Because of the detrimental and debilitating effect that knee synovial fluid accumulation can have on a patient’s life, it is essential to do everything possible to avoid it in the first place. Caution is always recommended when practicing any brusque physical activity. Weight management is also a valid preventative technique as excess weight puts an unnecessary strain upon the joints of the body.

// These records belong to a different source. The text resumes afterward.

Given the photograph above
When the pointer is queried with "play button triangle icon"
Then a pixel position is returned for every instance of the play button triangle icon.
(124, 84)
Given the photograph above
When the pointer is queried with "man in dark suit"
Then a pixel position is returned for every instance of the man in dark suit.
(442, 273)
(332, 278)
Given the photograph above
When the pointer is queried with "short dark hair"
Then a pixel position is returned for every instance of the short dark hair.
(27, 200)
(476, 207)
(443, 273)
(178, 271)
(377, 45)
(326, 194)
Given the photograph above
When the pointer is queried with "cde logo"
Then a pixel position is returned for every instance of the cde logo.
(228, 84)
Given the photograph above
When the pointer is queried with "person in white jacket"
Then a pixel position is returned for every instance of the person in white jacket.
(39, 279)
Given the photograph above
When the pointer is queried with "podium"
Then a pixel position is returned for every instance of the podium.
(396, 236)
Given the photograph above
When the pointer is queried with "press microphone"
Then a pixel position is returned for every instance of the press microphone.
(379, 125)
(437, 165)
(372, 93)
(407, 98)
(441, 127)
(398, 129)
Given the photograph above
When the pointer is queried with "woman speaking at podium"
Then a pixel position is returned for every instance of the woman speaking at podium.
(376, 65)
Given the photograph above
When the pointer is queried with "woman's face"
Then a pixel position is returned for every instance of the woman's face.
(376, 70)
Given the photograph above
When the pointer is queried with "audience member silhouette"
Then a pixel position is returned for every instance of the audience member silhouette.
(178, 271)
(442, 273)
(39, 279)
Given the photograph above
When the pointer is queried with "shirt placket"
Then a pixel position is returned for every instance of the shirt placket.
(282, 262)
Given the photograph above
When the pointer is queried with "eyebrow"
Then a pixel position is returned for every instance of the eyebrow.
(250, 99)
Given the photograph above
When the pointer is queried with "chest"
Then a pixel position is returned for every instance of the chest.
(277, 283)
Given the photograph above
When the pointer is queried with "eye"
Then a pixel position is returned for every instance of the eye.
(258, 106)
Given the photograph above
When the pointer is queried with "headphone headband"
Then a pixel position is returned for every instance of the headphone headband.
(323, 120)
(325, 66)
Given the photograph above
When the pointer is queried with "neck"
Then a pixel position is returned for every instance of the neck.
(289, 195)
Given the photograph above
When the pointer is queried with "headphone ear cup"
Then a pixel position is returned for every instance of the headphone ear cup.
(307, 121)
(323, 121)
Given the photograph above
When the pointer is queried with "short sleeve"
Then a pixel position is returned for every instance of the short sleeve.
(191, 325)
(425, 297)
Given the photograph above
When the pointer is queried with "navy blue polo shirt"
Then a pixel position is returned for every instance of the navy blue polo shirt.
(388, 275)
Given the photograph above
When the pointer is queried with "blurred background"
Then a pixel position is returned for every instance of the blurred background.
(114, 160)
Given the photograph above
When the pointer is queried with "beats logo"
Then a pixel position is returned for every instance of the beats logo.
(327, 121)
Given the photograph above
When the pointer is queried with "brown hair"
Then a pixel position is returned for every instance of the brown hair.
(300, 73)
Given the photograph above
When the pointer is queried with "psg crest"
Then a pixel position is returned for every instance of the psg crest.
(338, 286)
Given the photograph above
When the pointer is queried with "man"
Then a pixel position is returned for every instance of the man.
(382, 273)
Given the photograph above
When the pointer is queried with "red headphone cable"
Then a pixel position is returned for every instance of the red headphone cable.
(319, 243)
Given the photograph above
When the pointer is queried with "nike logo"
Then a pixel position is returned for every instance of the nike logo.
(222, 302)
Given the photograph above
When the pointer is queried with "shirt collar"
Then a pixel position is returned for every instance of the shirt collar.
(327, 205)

It is also important to listen to your body’s signals and warnings. If you feel pain or discomfort on the knee joint, stop whatever it is you are doing and give your body a chance to rest. Doing this will significantly reduce the risk of suffering any eventual pain, stiffness, and swelling.


Thank you

Dr. Alberto



  • Schweitzer, Mark E., et al. “Knee effusion: normal distribution of fluid.” American journal of roentgenology 159.2 (1992): 361-363.
  • Zahmatkash, Mohsen, and Mohammad Reza Vafaeenasab. “Comparing analgesic effects of a topical herbal mixed medicine with salicylate in patients with knee osteoarthritis.” Pakistan journal of biological sciences: PJBS13 (2011): 715-719.
  • Caughey, D. E., and E. G. L. Bywaters. “Joint fluid pressure in chronic knee effusions.” Annals of the rheumatic diseases2 (1963): 106.
  • Lohmander, L. Stefan, et al. “Increased levels of proteoglycan fragments in knee joint fluid after injury.” Arthritis & Rheumatology11 (1989): 1434-1442.
  • Hartz, Arthur J., et al. “The association of obesity with joint pain and osteoarthritis in the HANES data.” Journal of chronic diseases4 (1986): 311-319.
  • Radin, Eric L., et al. “Relationship between lower limb dynamics and knee joint pain.” Journal of orthopaedic research3 (1991): 398-405.
  • Schaible, Hans-Georg, and Blair D. Grubb. “Afferent and spinal mechanisms of joint pain.” Pain1 (1993): 5-54.
  • Ansell, Barbara M., et al. “Evaluation of intra-articular colloidal gold Au 198 in the treatment of persistent knee effusions.” Annals of the rheumatic diseases6 (1963): 435.




  1. Thank you so much for the great article, I am suffering from arthritis. It was fluent and to the point. Cheers.

  2. Thank you so much for the great article, it was fluent and to the point. I have also asked my doctor about this procedure.

  3. First of all, I thank you for your great article. My English is not good. Helped me remove knee pain. You point out an excellent problem with water on knee and informative tutorial, also to get a plenty of information to removing my knee pain with natural way. please keep it up, it would be better help for such patient. Thanks for sharing.

  4. My right knee has been swollen for 4 days with the pain leading up to it starting approximately about 4 days before. I have always worked on my feet, I am 63 yo. I have done the rice formula for the past 5 days to no avail, and have always had small pain issues with my knees thinking it was because I was on my feet all the time. I did have a very substantial water skiing accident approximately 20 years ago, but my knee has NEVER swollen up like this , and stayed that way for so long any suggestions?

    1. Our Ice approach should have worked for you, so there must be a more underlying problem. Yes, perhaps the skiiing accident from 20 years ago. I suggest you see your local GP.

      Thank you for letting us know Stephanie.